Plastics could be used to benefit the environment
It is tempting to demonize plastics, but realistically, plastics themselves are not inherently evil. Plastics make life better, and easier, for us. For example, one of the first things you use every morning and one of the last things you use every night — your toothbrush — is made of plastics. Every time you visit your supermarket, you meet many sorts of plastics that serve as packaging to prolong the freshness of foods, and in a hospital, a variety of plastics help prolong your life.
In fact, it is the immortality of plastics has inspired some enterprising researchers to begin thinking “outside of the box” to develop innovations to re-purpose already existing plastics, perhaps to even reduce the effects of climate change. How?
The key lies in the chemical structure of plastics. Plastics are made of long chains — polymers — of carbon molecules, such as carbon dioxide (CO2) and methane (CH4). Methane gas is a molecule in cow farts that is eighty times more powerful than CO2 for causing climate change. CO2 gas is produced by burning natural things, like gas, oil, wood or plastics, and for this reason, we produce far more CO2 than methane, so the cumulative effects of all that CO2 are much greater than those of methane gas. Basically, if we could permanently remove a portion of CO2 or CH4 gases from the atmosphere by sequestering them into plastics, we would effectively be preventing these gases from causing further damage to the climate.
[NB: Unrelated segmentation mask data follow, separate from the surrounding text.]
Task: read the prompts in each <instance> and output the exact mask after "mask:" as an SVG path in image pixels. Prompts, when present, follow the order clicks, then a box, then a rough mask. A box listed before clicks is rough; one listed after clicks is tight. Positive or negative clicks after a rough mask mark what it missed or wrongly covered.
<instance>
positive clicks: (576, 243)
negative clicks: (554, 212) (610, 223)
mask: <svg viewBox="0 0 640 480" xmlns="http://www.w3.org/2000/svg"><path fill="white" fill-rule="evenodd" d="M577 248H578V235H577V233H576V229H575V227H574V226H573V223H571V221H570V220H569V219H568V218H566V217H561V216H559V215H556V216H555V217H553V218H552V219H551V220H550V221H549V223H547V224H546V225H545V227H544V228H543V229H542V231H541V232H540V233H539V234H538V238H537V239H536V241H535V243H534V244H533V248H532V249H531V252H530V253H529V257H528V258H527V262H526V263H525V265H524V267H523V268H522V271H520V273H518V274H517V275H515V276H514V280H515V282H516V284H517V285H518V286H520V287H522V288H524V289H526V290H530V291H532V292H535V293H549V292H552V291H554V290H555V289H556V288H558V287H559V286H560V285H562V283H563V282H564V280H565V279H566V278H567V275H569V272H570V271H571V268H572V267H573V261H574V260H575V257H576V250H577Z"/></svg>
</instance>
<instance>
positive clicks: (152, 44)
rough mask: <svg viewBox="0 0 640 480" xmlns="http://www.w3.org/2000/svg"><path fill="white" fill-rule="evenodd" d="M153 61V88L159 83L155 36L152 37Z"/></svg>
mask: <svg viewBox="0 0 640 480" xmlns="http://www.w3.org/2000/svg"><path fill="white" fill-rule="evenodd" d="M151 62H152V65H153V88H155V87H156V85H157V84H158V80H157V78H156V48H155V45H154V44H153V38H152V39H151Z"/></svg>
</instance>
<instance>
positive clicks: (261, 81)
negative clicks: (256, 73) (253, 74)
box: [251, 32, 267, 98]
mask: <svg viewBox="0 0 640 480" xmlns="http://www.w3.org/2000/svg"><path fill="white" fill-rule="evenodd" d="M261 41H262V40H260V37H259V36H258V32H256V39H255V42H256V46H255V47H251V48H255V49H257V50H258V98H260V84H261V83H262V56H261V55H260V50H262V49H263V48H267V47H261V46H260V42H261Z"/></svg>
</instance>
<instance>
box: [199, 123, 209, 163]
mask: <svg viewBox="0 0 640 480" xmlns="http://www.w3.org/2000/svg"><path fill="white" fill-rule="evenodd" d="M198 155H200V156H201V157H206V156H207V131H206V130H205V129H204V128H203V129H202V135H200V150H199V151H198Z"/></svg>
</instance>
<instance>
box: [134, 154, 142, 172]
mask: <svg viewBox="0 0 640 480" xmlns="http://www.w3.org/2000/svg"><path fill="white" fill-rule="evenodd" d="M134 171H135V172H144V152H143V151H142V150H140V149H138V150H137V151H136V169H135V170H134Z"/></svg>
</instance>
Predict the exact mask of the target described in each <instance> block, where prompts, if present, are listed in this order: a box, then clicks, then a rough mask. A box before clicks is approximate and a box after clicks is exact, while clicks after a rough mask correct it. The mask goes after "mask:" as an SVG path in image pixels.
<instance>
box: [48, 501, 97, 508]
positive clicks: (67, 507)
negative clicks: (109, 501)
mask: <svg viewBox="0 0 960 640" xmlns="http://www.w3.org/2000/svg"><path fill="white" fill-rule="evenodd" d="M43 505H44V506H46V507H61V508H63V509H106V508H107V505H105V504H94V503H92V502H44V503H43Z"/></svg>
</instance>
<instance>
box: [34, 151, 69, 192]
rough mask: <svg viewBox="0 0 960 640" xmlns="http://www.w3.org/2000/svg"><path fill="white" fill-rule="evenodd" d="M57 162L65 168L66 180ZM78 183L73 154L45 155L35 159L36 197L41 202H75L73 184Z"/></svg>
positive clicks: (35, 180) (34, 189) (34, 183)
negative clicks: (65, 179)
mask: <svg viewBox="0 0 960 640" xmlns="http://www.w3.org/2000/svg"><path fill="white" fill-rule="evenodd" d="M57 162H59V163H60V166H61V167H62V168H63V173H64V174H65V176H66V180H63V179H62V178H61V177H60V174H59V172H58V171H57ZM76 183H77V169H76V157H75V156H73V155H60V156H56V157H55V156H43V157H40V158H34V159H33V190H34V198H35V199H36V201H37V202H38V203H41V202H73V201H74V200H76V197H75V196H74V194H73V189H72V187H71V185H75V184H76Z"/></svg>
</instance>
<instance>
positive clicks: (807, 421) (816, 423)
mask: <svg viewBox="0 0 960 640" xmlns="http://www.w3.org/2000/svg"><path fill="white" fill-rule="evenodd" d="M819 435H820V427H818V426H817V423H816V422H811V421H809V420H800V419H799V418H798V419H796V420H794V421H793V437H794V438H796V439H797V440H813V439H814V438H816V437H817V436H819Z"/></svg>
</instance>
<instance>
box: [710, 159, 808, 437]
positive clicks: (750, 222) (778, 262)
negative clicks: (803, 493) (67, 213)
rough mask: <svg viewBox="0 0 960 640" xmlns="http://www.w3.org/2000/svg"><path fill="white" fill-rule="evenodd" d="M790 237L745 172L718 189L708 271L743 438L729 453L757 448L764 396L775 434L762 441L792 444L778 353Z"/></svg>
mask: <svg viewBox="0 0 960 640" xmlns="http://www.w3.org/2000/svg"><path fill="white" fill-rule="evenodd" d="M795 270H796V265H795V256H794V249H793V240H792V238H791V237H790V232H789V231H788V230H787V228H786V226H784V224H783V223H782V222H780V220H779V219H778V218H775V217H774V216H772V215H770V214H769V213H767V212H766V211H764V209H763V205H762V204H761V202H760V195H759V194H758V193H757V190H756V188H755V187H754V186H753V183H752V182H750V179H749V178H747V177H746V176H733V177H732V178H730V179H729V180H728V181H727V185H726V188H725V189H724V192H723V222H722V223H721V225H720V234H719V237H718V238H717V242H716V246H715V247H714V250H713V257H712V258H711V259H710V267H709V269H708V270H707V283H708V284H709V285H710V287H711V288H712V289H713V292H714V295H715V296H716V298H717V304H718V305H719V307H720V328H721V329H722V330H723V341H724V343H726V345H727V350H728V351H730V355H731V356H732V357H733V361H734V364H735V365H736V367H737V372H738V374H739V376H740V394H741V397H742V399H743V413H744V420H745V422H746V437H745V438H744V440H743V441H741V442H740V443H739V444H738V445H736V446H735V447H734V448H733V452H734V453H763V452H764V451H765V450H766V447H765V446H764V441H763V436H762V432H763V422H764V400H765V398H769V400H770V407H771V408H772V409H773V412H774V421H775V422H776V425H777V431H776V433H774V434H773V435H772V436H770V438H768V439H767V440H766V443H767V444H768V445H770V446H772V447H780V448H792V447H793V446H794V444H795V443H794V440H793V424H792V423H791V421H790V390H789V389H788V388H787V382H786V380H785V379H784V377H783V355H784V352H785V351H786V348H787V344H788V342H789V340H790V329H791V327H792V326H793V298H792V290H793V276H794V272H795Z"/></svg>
One such enterprising company, Mango Materials, a small start-up in California, is working to reduce the methane gas problem in wastewater treatment plants by harnessing the ability of particular microbes to capture methane and stick them together to create polymers that then can be manufactured into larger and more useful pieces of plastic.
Another company, which was listed included in Forbes’s 2018 “30 under 30” list in Manufacturing and Industry (link), is Filabot. This company converts already existing plastics, like water bottles, into plastic filaments that are used by 3D printers. This repurposes plastic waste into other useful forms instead of dumping it into the ocean, or incinerating it, which then liberates CO2 into the atmosphere where it can contribute to climate change.
Mother Nature herself has a number of clever innovations that we are only beginning to discover and to understand. For example, there is evidence that at least some animals, such as caterpillars (link), manage to provide homes to their own special collection of gut microbes that can biodegrade at least some sorts traditionally non-biodegradable plastics — a discovery that could lead to innovations in truly recycling plastics. And just last week, a paper was published that discusses how a group of Japanese scientists developed a “mutant enzyme” that can degrade the traditionally non-biodegradable plastic, PET, which comprises plastic water bottles (ref). This “mutant enzyme” is 20% more efficient than its original form, produced by the microbe, Ideonella sakaiensis 201-F6.
Hopefully these new innovations and discoveries will inspire yet more creative thinkers to harness the power of their imaginations, perhaps assisted by vast armies of microbes, so we can re-purpose apparently immortal plastics into other useful forms — maybe even a few more rubber duckies — whilst preventing the escape of damaging CO2 and CH4 into the atmosphere.